Line rimmed baking sheet with parchment paper. Remove 1 dough disk from refrigerator an d let sit for 10 minutes. Working on a lightly floured counter, roll into 12-inch round and transfer to 9-inch pie plate, leaving ½-inch overhang all around. Repeat with second dough disk and transfer to prepared baking sheet. Cover both dough rounds with plastic wrap and refrigerate for 30 minutes.

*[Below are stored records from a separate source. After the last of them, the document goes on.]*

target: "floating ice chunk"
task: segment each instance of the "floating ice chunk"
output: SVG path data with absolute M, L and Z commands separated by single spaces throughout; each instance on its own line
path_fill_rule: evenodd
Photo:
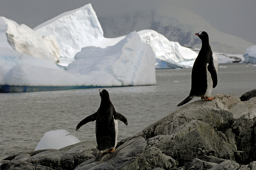
M 244 57 L 244 63 L 256 63 L 256 45 L 247 48 Z
M 47 149 L 59 149 L 80 142 L 73 135 L 68 135 L 69 133 L 64 129 L 52 130 L 46 132 L 41 138 L 35 150 Z

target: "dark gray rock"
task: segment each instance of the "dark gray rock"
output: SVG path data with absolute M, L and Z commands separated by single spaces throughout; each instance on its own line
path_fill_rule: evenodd
M 96 162 L 97 144 L 87 141 L 11 156 L 0 162 L 0 170 L 255 169 L 256 98 L 214 96 L 189 103 L 119 141 Z
M 192 169 L 209 169 L 218 165 L 216 163 L 213 163 L 201 160 L 195 158 L 188 165 L 187 168 L 188 170 Z
M 252 97 L 256 97 L 256 89 L 252 90 L 244 93 L 242 95 L 240 98 L 241 101 L 247 101 Z

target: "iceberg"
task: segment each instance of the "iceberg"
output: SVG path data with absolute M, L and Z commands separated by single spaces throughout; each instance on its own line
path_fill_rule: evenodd
M 196 52 L 177 42 L 169 41 L 155 31 L 138 32 L 142 42 L 149 44 L 155 55 L 156 68 L 192 68 L 197 56 Z
M 82 49 L 67 72 L 91 75 L 97 86 L 105 79 L 115 86 L 153 85 L 156 83 L 155 55 L 151 46 L 132 32 L 116 44 L 105 48 L 88 46 Z M 81 68 L 82 68 L 81 69 Z
M 35 150 L 54 149 L 59 149 L 80 142 L 80 140 L 65 129 L 58 129 L 47 132 L 41 138 Z
M 90 4 L 33 30 L 0 17 L 2 92 L 155 85 L 156 68 L 191 67 L 197 56 L 152 30 L 104 37 Z
M 0 53 L 0 61 L 5 64 L 0 65 L 1 92 L 156 83 L 154 52 L 135 32 L 112 46 L 83 48 L 66 71 L 48 60 L 7 48 L 1 49 L 5 52 Z
M 243 56 L 244 58 L 244 63 L 256 63 L 256 45 L 246 49 L 246 52 Z
M 7 38 L 7 39 L 6 38 L 4 39 L 7 40 L 16 51 L 53 63 L 59 61 L 60 50 L 56 38 L 53 35 L 42 37 L 24 24 L 20 25 L 3 17 L 0 19 L 2 20 L 0 22 L 1 27 L 4 28 L 4 31 L 2 30 L 5 32 Z M 1 37 L 3 34 L 2 33 Z
M 103 38 L 103 31 L 90 4 L 64 12 L 33 29 L 42 36 L 54 35 L 61 57 L 72 59 L 82 48 Z
M 120 38 L 104 38 L 100 25 L 90 4 L 64 13 L 43 23 L 37 27 L 36 31 L 24 25 L 19 26 L 4 17 L 0 19 L 1 92 L 152 85 L 156 83 L 155 59 L 150 45 L 142 42 L 135 32 Z M 73 25 L 74 27 L 69 28 L 70 32 L 65 36 L 62 35 L 64 39 L 61 39 L 61 34 Z M 50 26 L 52 27 L 49 28 Z M 13 31 L 12 34 L 15 34 L 8 32 L 10 27 Z M 21 28 L 23 32 L 17 30 Z M 63 55 L 61 59 L 67 58 L 68 60 L 69 58 L 72 58 L 71 61 L 74 60 L 67 70 L 61 69 L 51 62 L 49 54 L 46 54 L 46 57 L 43 58 L 36 58 L 34 56 L 35 53 L 31 56 L 24 51 L 17 51 L 18 48 L 13 47 L 23 46 L 20 42 L 25 40 L 25 43 L 29 44 L 29 47 L 33 47 L 35 43 L 34 47 L 36 48 L 37 42 L 33 39 L 31 42 L 28 41 L 29 38 L 26 37 L 30 37 L 27 34 L 30 33 L 37 36 L 39 33 L 43 34 L 42 30 L 50 30 L 54 31 L 44 33 L 37 38 L 47 45 L 54 39 L 53 37 L 56 38 L 58 44 L 56 48 L 59 48 L 61 55 Z M 8 38 L 14 34 L 16 39 L 12 40 L 12 46 L 10 44 L 11 41 L 8 41 Z M 68 35 L 72 37 L 69 39 L 72 41 L 67 39 L 70 38 Z M 44 42 L 44 38 L 47 41 Z M 105 46 L 104 48 L 92 46 L 98 39 L 99 44 Z M 60 42 L 63 43 L 61 45 L 66 46 L 59 45 Z M 48 52 L 49 49 L 51 48 L 42 51 Z M 72 55 L 76 53 L 74 59 Z M 91 55 L 89 56 L 87 53 Z

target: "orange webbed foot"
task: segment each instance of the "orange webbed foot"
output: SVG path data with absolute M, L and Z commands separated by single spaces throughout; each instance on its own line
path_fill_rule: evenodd
M 112 153 L 112 152 L 114 152 L 114 151 L 116 151 L 116 148 L 115 148 L 115 149 L 110 149 L 110 150 L 109 150 L 109 151 L 108 151 L 108 153 Z
M 205 97 L 205 101 L 210 101 L 215 98 L 215 97 Z

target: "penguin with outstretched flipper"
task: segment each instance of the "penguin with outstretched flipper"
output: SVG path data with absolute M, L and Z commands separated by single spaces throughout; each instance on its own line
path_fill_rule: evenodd
M 117 112 L 109 98 L 108 92 L 106 89 L 100 89 L 100 96 L 101 99 L 100 105 L 97 112 L 90 115 L 78 124 L 76 130 L 88 122 L 96 120 L 96 141 L 99 152 L 95 162 L 104 152 L 112 152 L 116 150 L 118 135 L 118 121 L 128 124 L 126 118 Z

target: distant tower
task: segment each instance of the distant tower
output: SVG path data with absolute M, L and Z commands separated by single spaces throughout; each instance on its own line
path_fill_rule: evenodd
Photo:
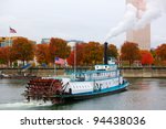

For the pie: Pat chicken dry with paper towels and season with salt and pepper. Heat oil in large Dutch oven over medium-high heat until just smoking. Cook chicken until browned, about 10 minutes; transfer to plate. Pour fat (you should have 2 tablespoons; supplement with butter if necessary) into bowl; reserve. When chicken is cool enough to handle, remove and discard skin. Add broth, chicken, and bay leaf to now-empty pot and bring to boil. Reduce heat to low and simmer, covered, until breasts register 160 degrees and thigh register 175 degrees, 14 to 18 minutes. Transfer chicken to bowl. When chicken is cool enough to handle, shred into bite-size pieces, discarding bones. Pour broth through fine-mesh strainer into second bowl and reserve (you should have about 2¾ cups); discard bay leaf.
Adjust oven rack to lowest position and heat oven to 450 degrees. Heat butter and reserved fat in now-empty pot over medium heat until shimmering. Add flour and cook, whisking constantly, until golden, 1-2 minutes. Slowly whisk in 2 cups reserved broth and half-and-half and bring to boil. Reduce heat to medium-low and simmer gravy until thickened and reduced to 1¾ cups, 6-8 minutes. Season with salt and pepper to taste. Combine 1 cup gravy with shredded chicken; reserve remaining gravy for serving.
Transfer chicken mixture to dough-lined pie plate and spread into an even layer. Top with second dough round, leaving at least ½-inch overhang all around. Fold dough under so that edge of fold is flush with rim of pie plate. Flute edges using thumb and forefinger or press with tines of fork to seal. Cut four 1-inch slits on top. Brush pie with egg and bake until top is light golden brown, 18-20 minutes. Reduce oven temperature to 375 degrees and continue to bake until crust is deep golden brown, 10-15 minutes. Let pie cool on wire rack for at least 45 minutes.
When ready to serve, bring remaining ¾ cup of reserved gravy and remaining ¾ cup reserved broth to boil in medium saucepan. Simmer over medium-low heat until slightly thickened, 5-7 minutes. Season with salt and pepper to taste. Serve pie with gravy.